Günlerdir sabırsızlıkla bekliyordum aday listelerinin açıklanmasını. Şaşırdım mı? Hayır. İçime sindi mi? Hayır. Bana ters gelen, hayal kırıklığı yaşatan tercihleri ya da dışlamaları değerlendirirken , teoride ve pratikte çatışan gerçekleri de göz ardı etmemek gerektiğini biliyorum. Şöyle ki, öncelikle siyasi parti açısından hedef en çok oyu alabilmek. Yani bu işler ince hesaplar gerektirir. Listelerin belirlenmesinde, hak edenin yer almasından çok, oy hesapları ve parti içi güç çekişmelerinin belirleyici olacağını çocuklar bile tahmin edebilir.
Diyelim ki inandığınız parti, dünyanın en tutarlı kararlarını alıp en adaletli listelerini hazırladı ve ‘’ne iyi, ülke insanı bu durumun bilincine varıp tereddütsüz oyunu kullanır’’ desem kim inanır bana? Hiç kimse.. Çünkü , bu ülke insanının hangi koşullarda , hangi kıstaslarla oy verdiği gerçeğini herkes bilir. İşte o bilmem hangi sebepten bu insanları başa geçirme ve sonunu görememe kronik rahatsızlığı modundakilerin oyları çoğunlukta olduğuna göre, listelerde oynanan oyunları tartışmaya gerek var mı? Bir de kararsızlar var tabii ki. Kararsızların ve her iki tarafa da eşit uzaklıkta bulunan, kendinin de ne olduğunu pek bilemeyenlerin oylarını tırtıklamak bile önemli partiler için.
Bana göre, ‘’Ne yapsam? Kime oy versem?’’ Handikabı ise sadece listelerde olan ya da olmayan isimlerden kaynaklanmıyor.
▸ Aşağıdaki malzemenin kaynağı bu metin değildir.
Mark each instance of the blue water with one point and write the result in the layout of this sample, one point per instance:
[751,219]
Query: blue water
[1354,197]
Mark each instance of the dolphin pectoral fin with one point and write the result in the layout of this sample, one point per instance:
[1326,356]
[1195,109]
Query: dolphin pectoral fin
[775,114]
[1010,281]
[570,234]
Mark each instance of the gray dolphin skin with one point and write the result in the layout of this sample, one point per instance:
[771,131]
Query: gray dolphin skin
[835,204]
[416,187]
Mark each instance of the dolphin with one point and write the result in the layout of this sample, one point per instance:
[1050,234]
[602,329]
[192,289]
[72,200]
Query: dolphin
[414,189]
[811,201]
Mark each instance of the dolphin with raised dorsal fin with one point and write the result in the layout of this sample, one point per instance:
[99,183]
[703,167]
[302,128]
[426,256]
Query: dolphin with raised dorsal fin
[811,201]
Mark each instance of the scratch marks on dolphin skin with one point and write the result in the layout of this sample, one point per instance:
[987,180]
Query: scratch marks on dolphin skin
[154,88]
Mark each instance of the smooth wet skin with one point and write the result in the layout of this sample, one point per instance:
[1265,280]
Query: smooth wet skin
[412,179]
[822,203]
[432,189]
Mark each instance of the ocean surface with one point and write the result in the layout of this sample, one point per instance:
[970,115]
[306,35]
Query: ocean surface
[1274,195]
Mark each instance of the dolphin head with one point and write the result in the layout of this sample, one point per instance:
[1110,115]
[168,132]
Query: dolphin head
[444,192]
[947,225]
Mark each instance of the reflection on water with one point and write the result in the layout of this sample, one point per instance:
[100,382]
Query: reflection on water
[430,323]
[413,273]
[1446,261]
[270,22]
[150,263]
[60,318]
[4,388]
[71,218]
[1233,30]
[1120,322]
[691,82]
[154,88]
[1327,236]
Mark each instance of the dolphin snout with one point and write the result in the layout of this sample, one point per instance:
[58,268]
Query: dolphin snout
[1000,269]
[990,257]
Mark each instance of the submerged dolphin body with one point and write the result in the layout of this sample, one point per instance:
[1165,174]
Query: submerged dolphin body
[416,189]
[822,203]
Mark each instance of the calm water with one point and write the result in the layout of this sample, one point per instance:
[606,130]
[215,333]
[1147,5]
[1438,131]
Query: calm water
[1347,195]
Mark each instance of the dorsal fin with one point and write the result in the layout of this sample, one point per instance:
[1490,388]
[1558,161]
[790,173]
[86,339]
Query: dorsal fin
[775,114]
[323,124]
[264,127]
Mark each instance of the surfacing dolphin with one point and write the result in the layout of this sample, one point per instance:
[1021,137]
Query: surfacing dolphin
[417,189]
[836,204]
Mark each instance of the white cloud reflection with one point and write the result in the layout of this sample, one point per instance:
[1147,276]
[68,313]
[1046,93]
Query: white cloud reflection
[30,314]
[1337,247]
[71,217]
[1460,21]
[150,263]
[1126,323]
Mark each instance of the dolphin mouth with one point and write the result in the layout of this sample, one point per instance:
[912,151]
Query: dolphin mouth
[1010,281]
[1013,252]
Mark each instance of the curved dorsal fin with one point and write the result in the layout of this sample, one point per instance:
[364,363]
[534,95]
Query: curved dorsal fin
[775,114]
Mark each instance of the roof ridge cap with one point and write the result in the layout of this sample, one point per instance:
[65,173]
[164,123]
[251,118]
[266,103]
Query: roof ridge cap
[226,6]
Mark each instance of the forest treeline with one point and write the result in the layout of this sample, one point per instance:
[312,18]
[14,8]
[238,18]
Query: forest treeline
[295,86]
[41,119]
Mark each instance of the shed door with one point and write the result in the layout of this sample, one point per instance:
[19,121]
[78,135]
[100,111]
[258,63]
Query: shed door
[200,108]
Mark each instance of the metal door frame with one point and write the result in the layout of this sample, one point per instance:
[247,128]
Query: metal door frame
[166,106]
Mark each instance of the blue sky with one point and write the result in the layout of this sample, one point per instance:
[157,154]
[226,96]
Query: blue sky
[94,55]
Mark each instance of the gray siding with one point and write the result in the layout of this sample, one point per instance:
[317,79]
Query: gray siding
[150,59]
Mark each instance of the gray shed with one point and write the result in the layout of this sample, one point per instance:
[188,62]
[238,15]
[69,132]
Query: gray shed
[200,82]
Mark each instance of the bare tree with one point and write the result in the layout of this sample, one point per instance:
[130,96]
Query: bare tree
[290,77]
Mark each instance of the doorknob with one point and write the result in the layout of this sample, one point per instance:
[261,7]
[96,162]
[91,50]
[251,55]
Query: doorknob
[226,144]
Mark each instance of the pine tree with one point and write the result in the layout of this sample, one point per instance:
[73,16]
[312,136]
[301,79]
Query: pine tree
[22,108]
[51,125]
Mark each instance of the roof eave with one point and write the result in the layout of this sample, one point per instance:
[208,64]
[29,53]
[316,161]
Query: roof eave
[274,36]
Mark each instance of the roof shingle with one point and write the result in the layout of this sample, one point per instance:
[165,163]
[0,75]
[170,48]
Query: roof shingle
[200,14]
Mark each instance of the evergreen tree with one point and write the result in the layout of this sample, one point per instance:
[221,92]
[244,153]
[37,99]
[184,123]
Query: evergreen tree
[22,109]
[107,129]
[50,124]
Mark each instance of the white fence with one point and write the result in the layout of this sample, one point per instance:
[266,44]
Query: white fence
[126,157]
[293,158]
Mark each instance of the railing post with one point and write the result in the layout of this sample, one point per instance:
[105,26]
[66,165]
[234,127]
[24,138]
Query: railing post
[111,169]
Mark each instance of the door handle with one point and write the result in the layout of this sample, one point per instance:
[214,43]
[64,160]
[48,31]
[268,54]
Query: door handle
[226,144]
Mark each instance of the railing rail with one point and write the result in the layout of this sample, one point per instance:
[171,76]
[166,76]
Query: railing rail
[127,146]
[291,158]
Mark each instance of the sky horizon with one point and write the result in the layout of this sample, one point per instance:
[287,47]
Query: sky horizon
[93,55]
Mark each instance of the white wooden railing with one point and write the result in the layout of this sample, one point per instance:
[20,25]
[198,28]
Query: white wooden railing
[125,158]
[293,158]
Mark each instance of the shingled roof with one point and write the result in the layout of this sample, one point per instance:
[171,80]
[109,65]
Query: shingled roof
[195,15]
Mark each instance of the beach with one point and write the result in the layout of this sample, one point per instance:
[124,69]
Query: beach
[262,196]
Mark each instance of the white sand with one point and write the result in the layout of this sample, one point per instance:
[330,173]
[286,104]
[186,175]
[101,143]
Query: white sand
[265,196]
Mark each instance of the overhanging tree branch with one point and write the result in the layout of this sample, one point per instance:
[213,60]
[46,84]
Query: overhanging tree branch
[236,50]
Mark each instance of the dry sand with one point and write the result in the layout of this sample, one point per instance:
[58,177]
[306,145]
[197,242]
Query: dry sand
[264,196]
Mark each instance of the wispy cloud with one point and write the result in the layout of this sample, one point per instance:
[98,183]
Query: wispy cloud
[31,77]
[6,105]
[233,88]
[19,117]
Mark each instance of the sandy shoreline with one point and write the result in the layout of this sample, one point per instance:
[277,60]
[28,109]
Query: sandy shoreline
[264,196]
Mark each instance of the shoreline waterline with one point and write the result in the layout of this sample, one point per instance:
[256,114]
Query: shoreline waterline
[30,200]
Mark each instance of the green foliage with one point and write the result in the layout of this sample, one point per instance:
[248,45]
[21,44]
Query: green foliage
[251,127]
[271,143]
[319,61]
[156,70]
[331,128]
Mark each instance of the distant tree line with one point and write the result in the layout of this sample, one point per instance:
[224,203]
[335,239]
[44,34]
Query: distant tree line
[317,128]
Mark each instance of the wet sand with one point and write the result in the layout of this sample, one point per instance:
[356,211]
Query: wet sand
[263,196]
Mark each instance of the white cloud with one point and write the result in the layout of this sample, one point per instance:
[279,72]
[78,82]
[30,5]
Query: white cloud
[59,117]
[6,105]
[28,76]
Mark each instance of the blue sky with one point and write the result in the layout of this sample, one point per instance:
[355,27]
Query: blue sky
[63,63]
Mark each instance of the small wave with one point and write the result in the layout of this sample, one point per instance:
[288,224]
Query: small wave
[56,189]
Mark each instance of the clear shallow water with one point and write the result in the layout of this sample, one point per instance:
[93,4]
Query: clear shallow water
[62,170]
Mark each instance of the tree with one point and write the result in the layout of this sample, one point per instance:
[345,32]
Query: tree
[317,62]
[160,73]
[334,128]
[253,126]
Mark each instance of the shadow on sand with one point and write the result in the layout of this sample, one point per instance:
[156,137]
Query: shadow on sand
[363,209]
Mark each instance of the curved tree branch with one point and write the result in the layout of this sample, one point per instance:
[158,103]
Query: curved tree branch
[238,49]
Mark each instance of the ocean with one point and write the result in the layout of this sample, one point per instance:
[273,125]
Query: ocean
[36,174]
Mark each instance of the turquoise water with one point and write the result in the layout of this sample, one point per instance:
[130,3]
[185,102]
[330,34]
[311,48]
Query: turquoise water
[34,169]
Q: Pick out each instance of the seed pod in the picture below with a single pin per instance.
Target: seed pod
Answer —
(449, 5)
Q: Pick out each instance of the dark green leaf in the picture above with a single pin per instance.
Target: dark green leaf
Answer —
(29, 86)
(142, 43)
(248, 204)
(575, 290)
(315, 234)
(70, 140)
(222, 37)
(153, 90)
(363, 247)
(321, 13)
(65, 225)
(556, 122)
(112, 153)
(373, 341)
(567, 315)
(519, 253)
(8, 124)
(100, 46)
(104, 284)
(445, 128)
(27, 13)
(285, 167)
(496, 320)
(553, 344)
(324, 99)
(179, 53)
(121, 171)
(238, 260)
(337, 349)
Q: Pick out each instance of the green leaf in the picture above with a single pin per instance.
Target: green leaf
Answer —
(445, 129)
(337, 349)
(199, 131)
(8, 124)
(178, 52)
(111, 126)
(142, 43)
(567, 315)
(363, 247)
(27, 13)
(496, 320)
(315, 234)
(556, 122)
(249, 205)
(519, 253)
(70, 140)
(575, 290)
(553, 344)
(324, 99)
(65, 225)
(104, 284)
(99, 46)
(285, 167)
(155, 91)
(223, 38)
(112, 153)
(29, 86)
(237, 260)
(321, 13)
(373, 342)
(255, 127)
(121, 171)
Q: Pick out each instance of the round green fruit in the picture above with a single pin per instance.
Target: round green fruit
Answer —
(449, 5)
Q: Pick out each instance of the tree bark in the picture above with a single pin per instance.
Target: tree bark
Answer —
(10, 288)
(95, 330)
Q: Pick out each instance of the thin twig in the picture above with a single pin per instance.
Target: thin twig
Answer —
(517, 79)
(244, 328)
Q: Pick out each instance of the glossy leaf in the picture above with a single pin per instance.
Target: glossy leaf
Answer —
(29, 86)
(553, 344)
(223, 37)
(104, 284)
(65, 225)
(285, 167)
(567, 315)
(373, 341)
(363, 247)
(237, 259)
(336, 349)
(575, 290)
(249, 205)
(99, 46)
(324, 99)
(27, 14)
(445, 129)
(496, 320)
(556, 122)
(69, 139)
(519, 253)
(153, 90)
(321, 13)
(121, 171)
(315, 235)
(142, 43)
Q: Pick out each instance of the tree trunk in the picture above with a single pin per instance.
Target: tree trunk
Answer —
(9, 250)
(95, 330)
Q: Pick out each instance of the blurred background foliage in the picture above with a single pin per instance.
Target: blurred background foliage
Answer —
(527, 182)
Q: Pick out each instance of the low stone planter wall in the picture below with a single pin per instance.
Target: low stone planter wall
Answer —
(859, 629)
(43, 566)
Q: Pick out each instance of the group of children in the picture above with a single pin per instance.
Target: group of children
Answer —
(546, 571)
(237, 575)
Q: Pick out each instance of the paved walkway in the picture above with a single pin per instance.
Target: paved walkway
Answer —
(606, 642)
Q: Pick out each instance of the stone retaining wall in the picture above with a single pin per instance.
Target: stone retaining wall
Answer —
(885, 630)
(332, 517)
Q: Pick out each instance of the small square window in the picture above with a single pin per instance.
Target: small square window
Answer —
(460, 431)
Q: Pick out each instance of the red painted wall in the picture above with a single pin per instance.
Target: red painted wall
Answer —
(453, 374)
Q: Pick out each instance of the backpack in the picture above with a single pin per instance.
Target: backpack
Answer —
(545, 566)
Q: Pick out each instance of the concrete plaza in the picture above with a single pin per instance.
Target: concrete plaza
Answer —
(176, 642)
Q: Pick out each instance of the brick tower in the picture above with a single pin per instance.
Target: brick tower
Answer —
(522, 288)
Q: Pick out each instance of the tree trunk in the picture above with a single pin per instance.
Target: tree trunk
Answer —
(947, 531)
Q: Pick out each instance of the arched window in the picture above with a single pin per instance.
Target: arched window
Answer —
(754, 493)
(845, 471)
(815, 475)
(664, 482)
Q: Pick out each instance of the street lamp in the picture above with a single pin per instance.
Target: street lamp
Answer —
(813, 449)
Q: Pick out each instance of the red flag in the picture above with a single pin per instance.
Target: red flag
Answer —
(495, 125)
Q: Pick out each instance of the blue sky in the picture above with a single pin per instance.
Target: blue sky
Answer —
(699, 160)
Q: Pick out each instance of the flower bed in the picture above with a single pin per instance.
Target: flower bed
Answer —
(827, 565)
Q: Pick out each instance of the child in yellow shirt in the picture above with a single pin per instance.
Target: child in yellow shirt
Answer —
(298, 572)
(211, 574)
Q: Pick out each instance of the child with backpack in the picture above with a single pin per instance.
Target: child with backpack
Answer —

Gerçi bazı isimlerin olup olmaması son derece içimi acıtsa da, özellikle son dönem dış politikada yaklaşımlar ve ABD’ye yaranma çabaları yüzünden, zaten siyasi duruş olarak bana güven veremeyen CHP’yi nasıl değerlendireceğimi bilemiyorum.
Çünkü, yüzde on barajı nedeniyle, oyumun boşa gitmesini istemiyorum. Yani istemeye istemeye CHP’ye oy vereceğim. Altı ok çizgisinden gitgide uzaklaşan, bazı uygulamaları ve söylemleri ile AKP’den pek de farklı olmayan bir partiye kerhen oy vereceğim.